Wednesday, 10 October 2018

We are not alone

In our body and on our skin live a lot of bacteria. On each human cell there are ten bacterial cells. This total of bacteria on and in our body is also called microbiome. Most of these are found in the large intestine: the intestinal flora. In an adult, the intestinal flora consists of 1014 (which are 100,000,000,000,000 bacteria). 99% thereof is strictly anaerobic.

These bacteria are useful:
  • The bacteria in the intestine treat indigestible vegetable food residues (fibers). This releases substances that stimulate the intestinal movement. 
  • In addition, the intestinal flora is important for the production of vitamin K. Vitamin K is absorbed into the blood through the intestinal mucosa. Vitamin K plays an important role in blood clotting. 
  • The entire intestinal wall is ‘occupied’ with bacteria. As long as there are enough good bacteria present in the intestinal flora, the bad ones have less chance to develop. 
  • In addition, there are many immune cells in your intestine. Your intestinal flora and your immune cells can affect each other. This interaction has an effect on your defense. For your immune system it is important to have many good bacteria in your intestines. 

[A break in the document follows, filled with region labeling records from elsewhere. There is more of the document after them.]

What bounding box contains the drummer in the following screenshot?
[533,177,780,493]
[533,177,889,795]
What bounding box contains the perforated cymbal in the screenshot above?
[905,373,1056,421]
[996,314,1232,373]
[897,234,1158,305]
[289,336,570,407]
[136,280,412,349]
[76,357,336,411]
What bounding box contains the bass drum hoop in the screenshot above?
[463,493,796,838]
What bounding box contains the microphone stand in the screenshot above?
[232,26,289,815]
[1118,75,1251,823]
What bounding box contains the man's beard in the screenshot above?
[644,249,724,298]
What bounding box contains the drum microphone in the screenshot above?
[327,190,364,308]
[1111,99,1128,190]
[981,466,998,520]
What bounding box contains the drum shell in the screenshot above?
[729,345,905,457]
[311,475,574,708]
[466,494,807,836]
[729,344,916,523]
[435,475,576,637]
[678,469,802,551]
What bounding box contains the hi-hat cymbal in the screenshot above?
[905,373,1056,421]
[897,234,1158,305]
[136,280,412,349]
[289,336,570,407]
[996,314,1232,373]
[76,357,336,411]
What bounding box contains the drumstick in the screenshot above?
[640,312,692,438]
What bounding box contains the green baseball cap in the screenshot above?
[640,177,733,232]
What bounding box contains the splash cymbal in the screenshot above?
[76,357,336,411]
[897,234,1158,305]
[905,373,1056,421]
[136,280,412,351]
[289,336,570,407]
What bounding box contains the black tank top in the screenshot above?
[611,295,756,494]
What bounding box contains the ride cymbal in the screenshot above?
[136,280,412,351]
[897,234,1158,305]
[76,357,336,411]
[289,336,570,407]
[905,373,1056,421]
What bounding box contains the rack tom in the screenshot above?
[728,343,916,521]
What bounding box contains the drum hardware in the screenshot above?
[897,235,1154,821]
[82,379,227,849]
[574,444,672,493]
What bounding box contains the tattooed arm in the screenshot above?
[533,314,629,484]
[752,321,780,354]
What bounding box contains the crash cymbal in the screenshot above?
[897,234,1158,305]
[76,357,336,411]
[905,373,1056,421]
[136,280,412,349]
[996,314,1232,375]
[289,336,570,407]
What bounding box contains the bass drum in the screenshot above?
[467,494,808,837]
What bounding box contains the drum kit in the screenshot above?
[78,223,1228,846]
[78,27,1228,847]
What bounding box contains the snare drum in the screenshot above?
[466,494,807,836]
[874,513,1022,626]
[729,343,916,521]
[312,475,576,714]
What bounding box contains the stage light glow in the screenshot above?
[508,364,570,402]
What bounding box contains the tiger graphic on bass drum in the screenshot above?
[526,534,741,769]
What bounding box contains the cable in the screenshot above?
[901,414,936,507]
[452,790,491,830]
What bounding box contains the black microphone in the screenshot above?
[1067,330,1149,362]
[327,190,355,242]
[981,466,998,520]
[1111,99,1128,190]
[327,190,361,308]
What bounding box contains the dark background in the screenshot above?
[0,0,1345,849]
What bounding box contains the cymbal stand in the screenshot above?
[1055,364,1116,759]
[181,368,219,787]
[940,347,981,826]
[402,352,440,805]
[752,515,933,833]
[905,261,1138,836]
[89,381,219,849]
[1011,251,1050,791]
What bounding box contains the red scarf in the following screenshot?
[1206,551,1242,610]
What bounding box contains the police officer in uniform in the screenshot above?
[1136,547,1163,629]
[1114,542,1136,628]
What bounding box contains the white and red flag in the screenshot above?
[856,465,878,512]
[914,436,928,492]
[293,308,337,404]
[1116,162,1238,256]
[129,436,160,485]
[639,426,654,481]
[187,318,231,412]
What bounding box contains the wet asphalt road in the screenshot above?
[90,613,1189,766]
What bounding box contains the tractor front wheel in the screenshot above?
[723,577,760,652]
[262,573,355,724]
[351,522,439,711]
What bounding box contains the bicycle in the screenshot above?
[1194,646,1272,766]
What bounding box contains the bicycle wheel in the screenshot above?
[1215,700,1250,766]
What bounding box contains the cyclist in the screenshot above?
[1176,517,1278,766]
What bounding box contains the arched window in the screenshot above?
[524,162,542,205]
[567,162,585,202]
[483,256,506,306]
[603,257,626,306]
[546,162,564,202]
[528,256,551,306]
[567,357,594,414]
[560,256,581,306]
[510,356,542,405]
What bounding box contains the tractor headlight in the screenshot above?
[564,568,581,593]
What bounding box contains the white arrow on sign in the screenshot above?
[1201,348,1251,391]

Studying our intestinal flora has been very difficult until recently with classical culture and determination techniques. DNA research provided a solution and reading this from the DNA codes becomes faster and cheaper.
Because there are permanent bowel residents that are also easy to determine, like Escherichia coli and Streptococcus faecalis, these are used to detect contamination by feces. These bacteria are well recognizable in the pictures.